Я видел, как все вокруг пыталось задавить меня, сплющить, уничтожить, как я нарушал, как мешал всему. Я видел набрасывающиеся на меня со всех сторон предметы, видел грозно склонившиеся в мою сторону стебли травы, видел ощерившиеся на меня кустарники, видел шепчущиеся возле подошв моих ботинок камни, видел заговорщицки повисших в небе ласточек, видел напирающий со всех сторон на меня неуютный и страшный мир.

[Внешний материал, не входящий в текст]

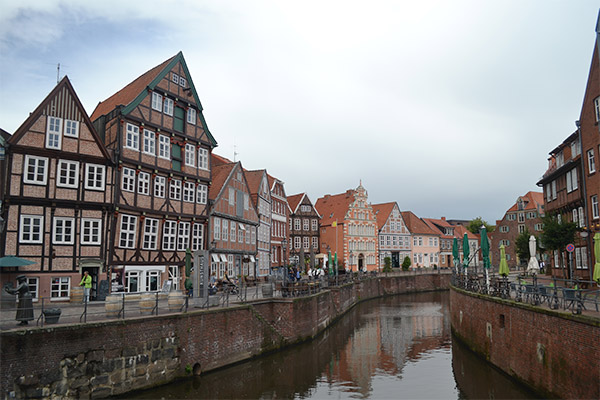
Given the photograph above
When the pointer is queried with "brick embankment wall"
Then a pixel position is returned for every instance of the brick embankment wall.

Я видел жижу, черное пятно, бесформенную, разваливающуюся кучу, источающую смрад гниения, заразу, бациллу, изгаживающую собою всё, с чем соприкоснётся, видел гнусь, льющуюся из лона шлюхи-рекордсменки, видел нездешнее, страшное, нелепое, видел дырявое, сучковатое, оплывшее, видел нечто, не поддающееся описанию при помощи имеющегося запаса слов и эмоций, видел выкидыш творения, видел пустую черноту, видел зияющую дыру … - видел…
Я упал в лужу.
**************
Облепившись тухлой мокрядью, подперевши сваями рук залихватски отплясывающий короб головы, сидел, вперяясь в ошкуренный сосновый ствол на соседском дворе, перебирая глазами отъятые шматки древесной коры, крошевом усеявшие загаженную останками почивших железных исполинов - советской выделки и кроя - прямоугольную площадку прямо под окнами неказистой хибары – тверди и опоры для скрывающихся в её ветхих недрах семейства, представители коего ныне облепили окно своего пристанища многоглавым змием, выказывая беспокойный интерес к происходящему на соседской территории и, по всей видимости, подавляя в себе перманентно возникающее желание поделиться своими соображениями по поводу происходящих событий с блюдущими покой и порядок честных граждан органами.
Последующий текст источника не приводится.